新型コロナウイルスの蔓延を食い止められず、肺炎を起こした際の致死率は世界ワーストとも報じられるようになっているイタリア。そこで1人でも多くの命を救おうと尽力してきたある救命救急士が、まだ40代の若い命を落としてしまった。
■突然39℃の高熱
新型コロナウイルスの感染者において、最も高い致死率を記録しているイタリア・ロンバルディア州。そのベルガモ県で救命救急士として活動していたディエゴ・ビアンコさんという47歳の隊員が、同ウイルスに感染して亡くなったことが伝えられた。
3月7日に摂氏39度の高熱が出て12日のウイルス検査で陽性が判明し、体調の急変により14日に死亡したという。
■防護服に消毒も徹底
新型ウイルスの感染拡大により救急車の要請が急増し、現場では救命救急士らも一層気を引き締めて患者の搬送にあたっていた。ビアンコさんも頻繁な消毒を心がけ、防護服を常に正しく着用していたという。

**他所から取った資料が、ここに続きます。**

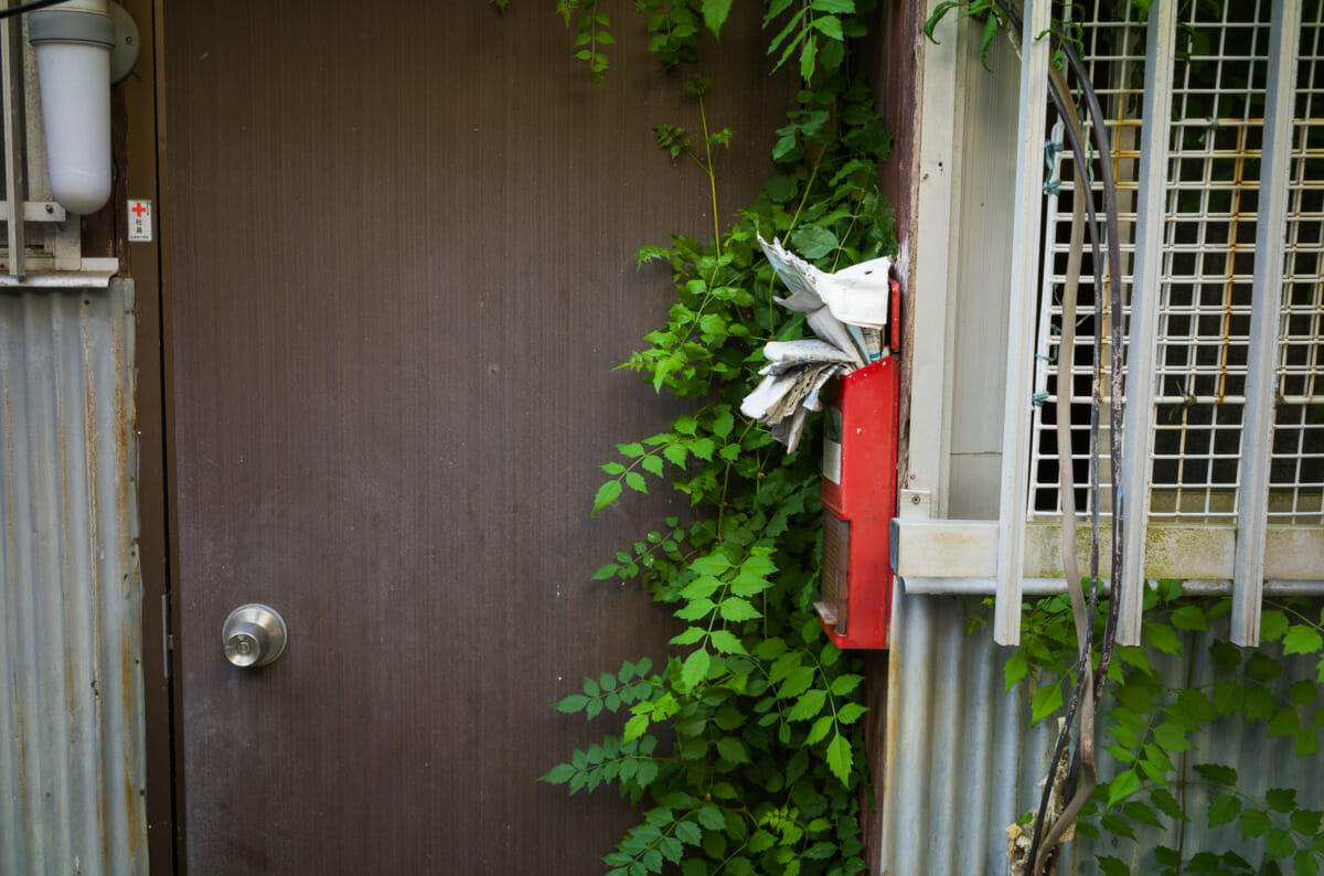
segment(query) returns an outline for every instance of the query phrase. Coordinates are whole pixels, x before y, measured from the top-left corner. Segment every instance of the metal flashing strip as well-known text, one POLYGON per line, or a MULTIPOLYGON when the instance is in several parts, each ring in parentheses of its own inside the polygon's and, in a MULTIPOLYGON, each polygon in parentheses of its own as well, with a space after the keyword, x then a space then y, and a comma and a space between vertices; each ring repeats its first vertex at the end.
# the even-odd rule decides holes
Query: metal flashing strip
MULTIPOLYGON (((1025 529, 1022 586, 1064 593, 1057 523, 1031 523, 1025 529)), ((1078 535, 1078 549, 1088 550, 1088 531, 1078 535)), ((892 570, 907 593, 993 593, 998 580, 1000 528, 993 520, 892 520, 892 570), (964 581, 956 585, 948 582, 964 581)), ((1174 578, 1217 582, 1233 580, 1237 527, 1152 524, 1147 532, 1141 581, 1174 578)), ((1111 527, 1100 532, 1107 553, 1111 527)), ((1324 527, 1271 525, 1264 535, 1264 576, 1294 582, 1292 591, 1324 594, 1324 527)), ((1275 585, 1276 586, 1276 585, 1275 585)), ((1209 588, 1201 585, 1204 591, 1209 588)))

マニュアル通りの防護体制を徹底して守っていた隊員が感染したという事実に、関係当局は大きなショックを受けている。
■突然の呼吸困難
高熱で体調不良に陥っても会話を交わすことができたビアンコさん。しかし妻が部屋を離れて間もなく呼吸困難に陥り、2時間後には心停止の状態で発見された。最愛の夫を亡くし、妻は8歳の息子を抱え悲しみに打ちひしがれている。
ビアンコさんの死に「精力的に仕事をこなし、1日半前までは元気だったのに」と肩を落とす職場の同僚たち。彼に続く感染者が出る可能性もあり、常にウイルスにさらされている彼らの不安もまた大きい。
■危険に立ち向かう職業だから
ビアンコさんが所属していた署ではいったんの閉鎖と建物全体の消毒作業を余儀なくされたが、一線で活躍し、指導にあたっていたベテランを亡くした喪失感は強く、隊員らの士気の低下も心配される。
イタリアでは、すでに700人を超える医療従事者、救助隊員の感染が報じられている。署は当局に対し、救急隊員や医療従事者にはより厳しい感染予防対策を講じ、より質の高い防護服の採用などを検討してほしいと訴えていく模様だ。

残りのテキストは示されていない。